La voix de son maître

S’il est une chose que l’on ne peut pas reprocher à Alexander Makogonov, le porte-parole de l’ambassade de Russie en France, c’est de se défiler quand la situation devient embarrassante et qu’il doit justifier l’injustifiable. On a l’impression qu’il en fait un jeu, un défi, et qu’il s’amuse du mauvais tour qu’il fait à la vérité historique en prenant l’exact contrepied de ce qu’il sait être la réalité pour la retourner à ce qu’il imagine être son avantage, ou celui de son maître sur lequel il prend exemple, le Tsar en personne.  

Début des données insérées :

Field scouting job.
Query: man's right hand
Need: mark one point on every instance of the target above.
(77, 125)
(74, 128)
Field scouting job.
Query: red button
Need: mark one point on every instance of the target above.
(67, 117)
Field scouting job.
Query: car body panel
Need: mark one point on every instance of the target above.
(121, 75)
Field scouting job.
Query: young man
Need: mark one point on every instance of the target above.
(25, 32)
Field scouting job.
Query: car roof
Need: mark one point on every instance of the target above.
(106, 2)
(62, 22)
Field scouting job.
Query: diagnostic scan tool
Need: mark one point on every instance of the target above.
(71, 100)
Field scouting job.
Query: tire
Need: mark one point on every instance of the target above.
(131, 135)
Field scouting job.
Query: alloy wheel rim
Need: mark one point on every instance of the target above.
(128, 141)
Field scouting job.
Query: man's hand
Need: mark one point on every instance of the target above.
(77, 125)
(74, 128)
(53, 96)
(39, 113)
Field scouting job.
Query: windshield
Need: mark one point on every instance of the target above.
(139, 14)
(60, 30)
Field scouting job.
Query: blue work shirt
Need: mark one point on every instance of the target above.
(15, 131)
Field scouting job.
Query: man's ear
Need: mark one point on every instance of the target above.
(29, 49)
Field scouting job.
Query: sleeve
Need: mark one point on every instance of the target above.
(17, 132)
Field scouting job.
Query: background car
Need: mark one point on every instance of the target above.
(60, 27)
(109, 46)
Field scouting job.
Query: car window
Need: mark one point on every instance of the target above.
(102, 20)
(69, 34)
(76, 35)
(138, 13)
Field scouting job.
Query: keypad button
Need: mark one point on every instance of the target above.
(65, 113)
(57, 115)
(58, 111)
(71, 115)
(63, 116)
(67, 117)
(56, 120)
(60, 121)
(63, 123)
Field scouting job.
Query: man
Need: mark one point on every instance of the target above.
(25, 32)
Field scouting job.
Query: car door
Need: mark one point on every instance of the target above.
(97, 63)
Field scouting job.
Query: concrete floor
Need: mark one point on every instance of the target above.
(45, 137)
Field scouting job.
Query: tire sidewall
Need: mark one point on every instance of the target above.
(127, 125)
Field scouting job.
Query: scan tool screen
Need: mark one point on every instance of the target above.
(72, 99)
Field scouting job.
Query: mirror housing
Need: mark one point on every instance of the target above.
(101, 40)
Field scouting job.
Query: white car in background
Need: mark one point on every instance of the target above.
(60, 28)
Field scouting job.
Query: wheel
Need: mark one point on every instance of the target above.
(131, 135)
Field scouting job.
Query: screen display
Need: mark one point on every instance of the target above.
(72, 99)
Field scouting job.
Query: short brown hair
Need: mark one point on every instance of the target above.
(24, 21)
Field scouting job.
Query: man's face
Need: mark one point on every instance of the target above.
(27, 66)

Ce brave Alexander a pour lui un abord avenant, souriant de ses propres turpitudes, et comme beaucoup de Russes, il parle un français impeccable, teinté d’un léger accent. C’est ce que les médias appellent « un bon client », capable d’écouter sans broncher les journalistes lui reprocher les crimes commis par son pays, et soutenir les mensonges les plus éhontés pour justifier la politique de son chef suprême contre vents et marées. Il était l’invité principal mardi dernier de BFMTV pour répondre aux questions des journalistes sur la situation en Ukraine. Il nous a donc expliqué benoîtement que c’était Zelenski l’agresseur, et que la Russie n’avait fait que se défendre et soutenir le juste soulèvement des républiques russophones, opprimées par le pouvoir central, qui réclament leur indépendance et le retour à la mère patrie. En prime, la Russie a voulu débarrasser le peuple frère ukrainien de ses dirigeants corrompus et nazis, mais, là, bizarrement, Alexander Makogonov fait l’impasse sur les difficultés de l’armée russe à « libérer » la capitale, Kiev, et les principales villes du pays. De la même façon, il minimise les frappes de drones ukrainiens au cœur de la Russie, se contentant de promettre des représailles, dont nous savons qu’elles ciblent essentiellement les populations civiles, au mépris des lois internationales.

Ce festival de « contre-vérités » a été complété par le Tsar en personne, qui a dû reconnaître que le conflit, en clair, la guerre, était long, mais a également relativisé l’éventuel recours à l’arme nucléaire, qui ne serait utilisée que d’une manière « défensive », en représailles d’une frappe ennemie. Une menace voilée permettant d’évoquer le pouvoir de nuisance russe tout en se posant en nation responsable. « Nous ne sommes pas fous », affirme Vladimir Poutine, ce qui étonnamment ne me rassure pas, tant cet homme ment comme il respire. En tout cas, le Tsar et son porte-parole en France semblent avoir été fabriqués dans le même moule, celui des propagandistes, que l’on a pu voir également à l’œuvre aux États-Unis avec le cousin Donald, adepte des vérités alternatives, tout en dénonçant les « fake news », celles des autres, bien entendu. Pas étonnant que ces autocrates s’apprécient et se reconnaissent entre eux.